ACL-RelAcS is a corpus designed for semantic RELation ACquiSition (extraction and classification) in the scientific domain.
It is composed of abstracts and introductions of about 11.000 papers from the
ACL Anthology Corpus, with automatically annotated domain concepts in the entire corpus, and manually annotated semantic relations in 500 abstracts.
The corpus was developed at LIPN Université Paris 13 and at LATTICE, CNRS with funding from LABEX-EFL.
SemEval 2018 Dataset
Together with the ACL-RD TEC corpus, ACL-RelAcS was used in SemEval 2018 Task 7: Semantic Relation Extraction and Classification in Scientific Papers. Note that the SemEval task and dataset use the same abstracts but a different relation typology.

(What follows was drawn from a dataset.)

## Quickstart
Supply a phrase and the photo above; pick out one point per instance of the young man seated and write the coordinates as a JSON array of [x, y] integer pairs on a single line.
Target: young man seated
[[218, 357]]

If you are interested in the SemEval dataset, please go to the dedicated website.
Annotation
Concepts were identified and annotated fully automatically, based on a combination of terminology extraction and available ontological resources.
The annotation relies on the Saffron Knowledge Extraction Framework (domain models for computer
science and natural language processing), BabelNet and the terminology extractor TermSuite.
A typology of semantic relations between concepts is also proposed. This typology, consisting of
18 domain-specific and 3 generic relations, is the result of a corpus-based investigation of the
text sequences occurring between concepts in sentences.
A sample of ~500 abstracts from the corpus is manually
annotated with semantic relations. Only explicit relations are taken into account,
so that the data could serve to train or evaluate pattern-based semantic relation classification systems.